Semantic Search in AILANG
AILANG provides a two-tier semantic search system for building AI agents with memory and retrieval capabilities:
- Tier 1: SimHash - Fast, deterministic text similarity (no external dependencies)
- Tier 2: Neural Embeddings - True semantic similarity via Ollama + EmbeddingGemma
This guide walks you through setting up both tiers, from basic to advanced configurations.
Quick Start (5 minutes)
Tier 1: SimHash-based Search (No Setup Required)
SimHash provides immediate semantic search without any external dependencies:
module examples/simhash_search
func main() -> string ! {IO, SharedIndex} {
-- Store beliefs with SimHash
let _ = _sharedindex_upsert("beliefs", "b1", _simhash("The sky is blue"), 1, 1000)
in let _ = _sharedindex_upsert("beliefs", "b2", _simhash("Stars shine at night"), 1, 2000)
in let _ = _sharedindex_upsert("beliefs", "b3", _simhash("Clouds contain water"), 1, 3000)
-- Find similar to "What color is the sky?"
in let query_hash = _simhash("What color is the sky?")
in let results = _sharedindex_find_simhash("beliefs", query_hash, 3, 100, true)
in "Found " ++ intToStr(_array_length(results)) ++ " results"
}
Run it:
ailang run --caps IO,SharedIndex --entry main examples/simhash_search.ail
How SimHash Works:
- Converts text to a 64-bit fingerprint
- Similar texts have similar fingerprints
- Similarity = 1.0 - (hamming_distance / 64)

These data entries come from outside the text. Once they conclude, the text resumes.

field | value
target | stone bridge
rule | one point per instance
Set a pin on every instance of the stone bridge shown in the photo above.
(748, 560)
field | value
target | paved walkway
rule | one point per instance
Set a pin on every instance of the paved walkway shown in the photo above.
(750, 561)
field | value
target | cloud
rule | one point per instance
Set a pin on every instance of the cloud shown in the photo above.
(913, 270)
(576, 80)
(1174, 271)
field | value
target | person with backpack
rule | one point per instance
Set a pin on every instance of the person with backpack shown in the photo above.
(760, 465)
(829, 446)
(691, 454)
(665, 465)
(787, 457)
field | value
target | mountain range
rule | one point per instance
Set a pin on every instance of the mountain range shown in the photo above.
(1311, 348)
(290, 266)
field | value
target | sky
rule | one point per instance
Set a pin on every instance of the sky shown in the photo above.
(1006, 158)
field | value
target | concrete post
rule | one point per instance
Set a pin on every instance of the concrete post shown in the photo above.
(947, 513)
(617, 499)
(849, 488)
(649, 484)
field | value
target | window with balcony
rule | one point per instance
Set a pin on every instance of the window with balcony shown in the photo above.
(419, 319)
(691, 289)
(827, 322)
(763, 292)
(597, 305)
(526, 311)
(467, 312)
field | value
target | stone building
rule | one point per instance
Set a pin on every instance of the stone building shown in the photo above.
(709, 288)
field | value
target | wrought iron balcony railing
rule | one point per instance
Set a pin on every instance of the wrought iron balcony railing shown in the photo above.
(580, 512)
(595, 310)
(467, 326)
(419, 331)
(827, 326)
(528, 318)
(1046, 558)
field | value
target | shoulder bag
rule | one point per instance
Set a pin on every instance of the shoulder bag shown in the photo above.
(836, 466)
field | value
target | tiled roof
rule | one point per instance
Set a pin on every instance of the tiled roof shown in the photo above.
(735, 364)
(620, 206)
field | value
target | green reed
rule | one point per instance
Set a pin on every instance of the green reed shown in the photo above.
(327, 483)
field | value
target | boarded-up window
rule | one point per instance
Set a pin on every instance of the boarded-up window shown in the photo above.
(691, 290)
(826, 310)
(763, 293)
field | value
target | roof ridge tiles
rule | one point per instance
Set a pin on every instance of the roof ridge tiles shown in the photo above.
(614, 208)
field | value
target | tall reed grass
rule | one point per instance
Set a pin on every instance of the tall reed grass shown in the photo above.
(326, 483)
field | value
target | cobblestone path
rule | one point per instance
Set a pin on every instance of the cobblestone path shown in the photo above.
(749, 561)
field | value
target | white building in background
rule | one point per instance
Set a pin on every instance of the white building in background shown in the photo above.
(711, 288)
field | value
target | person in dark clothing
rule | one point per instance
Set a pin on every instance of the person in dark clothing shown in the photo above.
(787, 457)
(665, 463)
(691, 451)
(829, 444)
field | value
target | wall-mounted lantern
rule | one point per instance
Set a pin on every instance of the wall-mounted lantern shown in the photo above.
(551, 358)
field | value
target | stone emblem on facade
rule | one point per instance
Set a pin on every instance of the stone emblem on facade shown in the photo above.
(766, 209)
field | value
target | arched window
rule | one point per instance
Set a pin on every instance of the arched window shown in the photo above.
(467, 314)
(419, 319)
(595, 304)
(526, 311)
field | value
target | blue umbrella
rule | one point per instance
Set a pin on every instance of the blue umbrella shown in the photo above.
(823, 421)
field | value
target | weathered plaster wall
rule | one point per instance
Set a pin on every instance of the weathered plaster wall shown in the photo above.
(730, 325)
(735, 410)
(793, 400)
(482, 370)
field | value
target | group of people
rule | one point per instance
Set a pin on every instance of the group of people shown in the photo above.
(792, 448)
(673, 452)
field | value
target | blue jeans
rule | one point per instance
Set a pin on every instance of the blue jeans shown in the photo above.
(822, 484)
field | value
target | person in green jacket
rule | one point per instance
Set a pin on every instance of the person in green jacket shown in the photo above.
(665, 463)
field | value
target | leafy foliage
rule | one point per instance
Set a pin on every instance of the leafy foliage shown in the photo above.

- Fast, deterministic, no external dependencies
- Best for: lexical similarity, near-duplicate detection
Setting Up Neural Embeddings (Tier 2)
For true semantic understanding ("cat" matches "kitten"), use neural embeddings.
Step 1: Install Ollama
Ollama runs AI models locally on your machine.
macOS:
brew install ollama
Linux:
curl -fsSL https://ollama.com/install.sh | sh
Windows: Download from ollama.com
Step 2: Download an Embedding Model
We recommend EmbeddingGemma as the default:
ollama pull embeddinggemma
Model specs:
- Size: 622MB (or 239MB for quantized q4_0)
- Dimensions: 768
- Parameters: 300M
- Context: 2K tokens (~8000 chars)
- Languages: 100+ (multilingual)
- Latency: ~100ms per embedding (warm)
Quantized variants (same quality, less memory):
| Variant | Size | Use Case |
|---|---|---|
embeddinggemma:latest | 622MB | Best quality, default |
embeddinggemma:300m-qat-q8_0 | 338MB | Good balance |
embeddinggemma:300m-qat-q4_0 | 239MB | Memory-constrained |
# Pull quantized version for lower memory usage
ollama pull embeddinggemma:300m-qat-q4_0
Benchmark Results (v0.6.0):
All variants have similar warm inference speed (~100ms), difference is memory footprint:
| Model | Cold Start | Warm | Memory |
|---|---|---|---|
| q4_0 | ~200ms | ~94ms | 239MB |
| q8_0 | ~200ms | ~101ms | 338MB |
| latest | ~280ms | ~102ms | 622MB |
Step 3: Start Ollama
ollama serve
Ollama runs on http://localhost:11434 by default.
Step 4: Verify Setup
Test with curl:
curl http://localhost:11434/api/embed -d '{
"model": "embeddinggemma",
"input": "Hello world"
}'
Or test with AILANG:
module test_embedding
func main() -> string ! {IO} {
let emb = _ollama_embed("embeddinggemma", "Hello world")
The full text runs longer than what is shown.